RIESGO RELATIVO PARA CARCINOMA MAMARIO INVASIVO BASADO SOBRE EL ESTUDIO HISTOLÓGICO DE TEJIDO MAMARIO BENIGNO

 

SIN AUMENTO DE RIESGO

“IGUAL RIESGO QUE MUJERES QUE NO HAN TENIDO UNA BIOPSIA DE MAMA”

ADENOSIS (distinta de la adenosis esclerosante)

ECTASIA DUCTAL

FIBROADENOMA SIN HECHOS COMPLEJOS

FIBROSIS

MASTITIS

HIPERPLASIA LIGERA SIN ATIPIA

QUISTES

METAPLASIA APOCRINA SIMPLE (sin hiperplasia o adenosis)

METAPLASIA ESCAMOSA

RIESGO LIGERAMENTE AUMENTADO (x 1,5-2)

“RIESGO LIGERAMENTE SUPERIOR PARA CARCINOMA INFILTRANTE COMPARADO CON EL DE MUJERES QUE NO HAN TENIDO UNA BIOPSIA DE MAMA”

FIBROADENOMA CON HECHOS COMPLEJOS

HIPERPLASIA MODERADA O INTENSA SIN ATIPIA

ADENOSIS ESCLEROSANTE

PAPILOMA SOLITARIO SIN HIPERPLASIA ATÍPICA ASOCIADA

 

RIESGO MEDIANAMENTE AUMENTADO (x4-5)

“RIESGO MOEDERADAMENTE SUPERIOR PARA CARCINOMA INFILTRANTE COMPARADO CON EL DE MUJERES QUE NO HAN TENIDO UNA BIOPSIA DE MAMA”

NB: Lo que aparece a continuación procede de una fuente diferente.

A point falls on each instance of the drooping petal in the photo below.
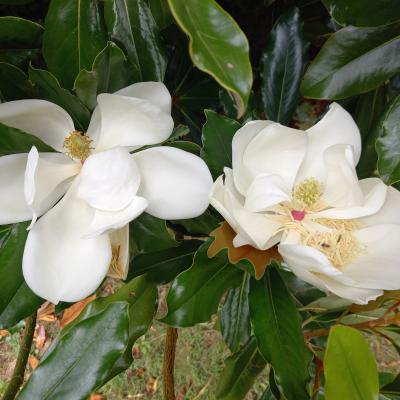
(46, 120)
(174, 182)
(131, 121)
(389, 213)
(374, 193)
(276, 150)
(47, 178)
(265, 192)
(378, 266)
(336, 127)
(13, 207)
(120, 253)
(58, 264)
(109, 179)
(240, 142)
(108, 221)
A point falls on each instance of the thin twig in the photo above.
(169, 361)
(19, 371)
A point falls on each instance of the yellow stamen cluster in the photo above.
(307, 193)
(77, 145)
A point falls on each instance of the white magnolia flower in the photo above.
(300, 189)
(102, 186)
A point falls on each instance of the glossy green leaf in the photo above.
(353, 61)
(132, 26)
(217, 45)
(349, 366)
(150, 234)
(282, 65)
(241, 370)
(217, 137)
(17, 301)
(363, 12)
(49, 89)
(74, 35)
(235, 316)
(388, 143)
(163, 266)
(277, 327)
(110, 72)
(14, 83)
(19, 33)
(195, 294)
(82, 357)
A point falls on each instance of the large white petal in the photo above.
(240, 141)
(389, 213)
(47, 178)
(107, 221)
(109, 179)
(131, 121)
(378, 266)
(374, 194)
(174, 182)
(46, 120)
(277, 150)
(336, 127)
(13, 207)
(58, 264)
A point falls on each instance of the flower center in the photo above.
(307, 193)
(77, 145)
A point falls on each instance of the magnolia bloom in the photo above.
(87, 193)
(300, 189)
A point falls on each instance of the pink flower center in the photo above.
(298, 215)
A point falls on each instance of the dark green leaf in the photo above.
(49, 89)
(150, 234)
(353, 61)
(277, 327)
(235, 316)
(14, 84)
(282, 66)
(217, 137)
(132, 26)
(110, 72)
(363, 12)
(349, 366)
(195, 294)
(388, 143)
(163, 266)
(241, 370)
(74, 35)
(19, 33)
(17, 301)
(82, 357)
(217, 46)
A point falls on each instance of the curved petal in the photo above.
(106, 221)
(341, 185)
(336, 127)
(130, 121)
(276, 150)
(47, 178)
(109, 179)
(13, 207)
(174, 182)
(374, 193)
(46, 120)
(153, 92)
(378, 266)
(389, 213)
(265, 192)
(58, 264)
(240, 141)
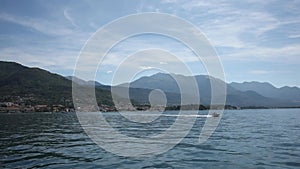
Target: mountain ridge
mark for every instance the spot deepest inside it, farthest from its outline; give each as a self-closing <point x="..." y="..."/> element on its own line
<point x="17" y="79"/>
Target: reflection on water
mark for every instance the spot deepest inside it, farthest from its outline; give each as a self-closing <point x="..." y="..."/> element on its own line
<point x="244" y="139"/>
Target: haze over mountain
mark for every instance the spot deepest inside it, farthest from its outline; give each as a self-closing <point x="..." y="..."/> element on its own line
<point x="43" y="86"/>
<point x="235" y="96"/>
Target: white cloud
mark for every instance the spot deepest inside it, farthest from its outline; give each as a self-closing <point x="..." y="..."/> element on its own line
<point x="259" y="72"/>
<point x="40" y="25"/>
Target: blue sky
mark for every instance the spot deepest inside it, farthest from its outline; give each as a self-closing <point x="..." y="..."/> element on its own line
<point x="255" y="40"/>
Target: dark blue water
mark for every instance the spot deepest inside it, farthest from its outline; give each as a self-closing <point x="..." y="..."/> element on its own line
<point x="245" y="139"/>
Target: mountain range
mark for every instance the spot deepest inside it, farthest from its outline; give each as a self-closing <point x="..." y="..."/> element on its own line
<point x="40" y="86"/>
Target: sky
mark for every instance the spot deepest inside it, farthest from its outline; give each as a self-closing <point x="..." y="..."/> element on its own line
<point x="255" y="40"/>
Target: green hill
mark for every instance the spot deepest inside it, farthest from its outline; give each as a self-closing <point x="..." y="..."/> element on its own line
<point x="36" y="86"/>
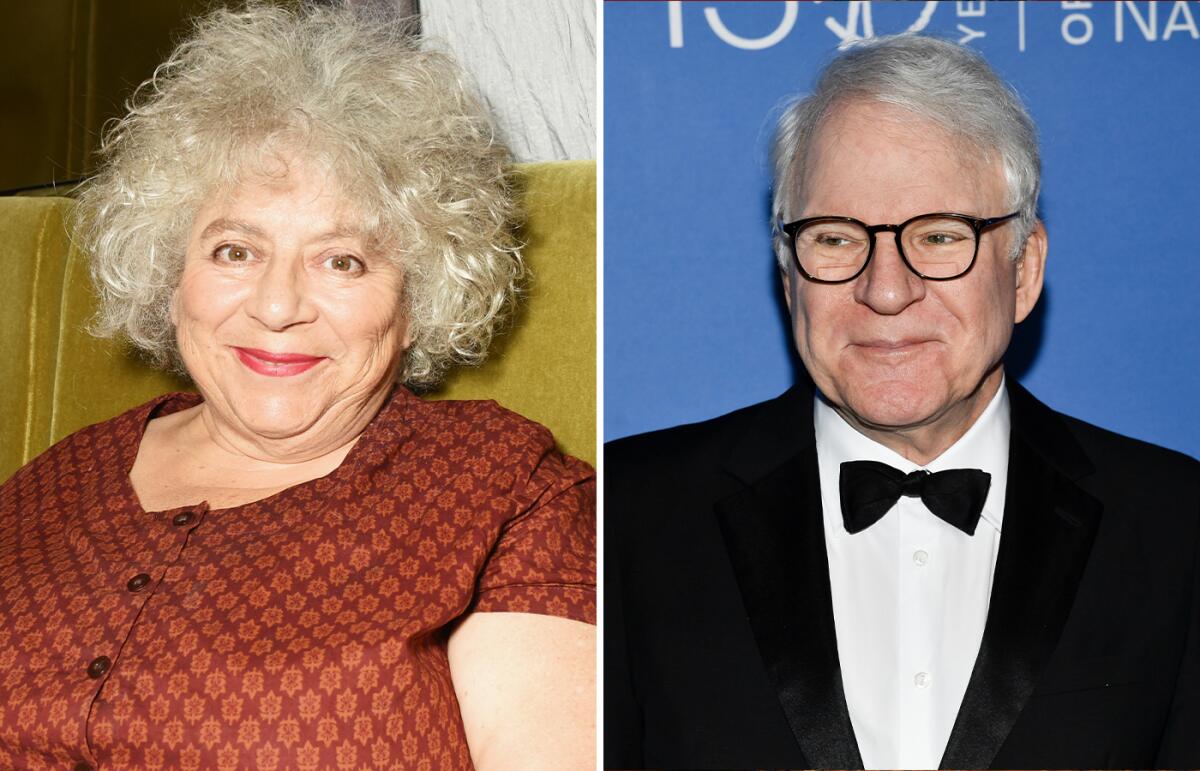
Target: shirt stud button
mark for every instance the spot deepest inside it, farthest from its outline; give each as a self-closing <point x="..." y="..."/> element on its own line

HIPERPLASIA DUCTAL ATÍPICA

HIPERPLASIA LOBULILLAR ATÍPICA

 

MARCADO AUMENTO DEL RIESGO (x8-10)

 

"RIESGO ALTO PARA CARCINOMA INFILTRANTE COMPARADO CON EL DE MUJERES QUE NO HAN TENIDO UNA BIOPSIA DE MAMA"

CARCINOMA DUCTAL IN SITU

CARCINOMA LOBULILLAR IN SITU

 

El riesgo absoluto de desarrollar un cáncer de mama invasivo depende de factores individuales, entre otros la edad y el tiempo trancurrido. Así en los próximos 10 años tras el diagnóstico de esas lesiones, viene expresado en la siguiente tabla:

Probabilidad de Riesgo de Desarrollar un Cáncer de Mama

en los próximos 10 años

Edad

1 x  riesgo incrementado

2 x riesgo incrementado

4 x riesgo incrementado

20

1 en 2.000

1 en 1.000

1 en 500

30

1 en 256

1 en 128

1 en 64

40

1 en 67

1 en 34

1 en 17

50

1 en 39

1 en 20

1 en 10

60

1 en 29

1 en 15

1 en 7

 

Hiperplasia epitelial ductal, usual, sin atipia (HD)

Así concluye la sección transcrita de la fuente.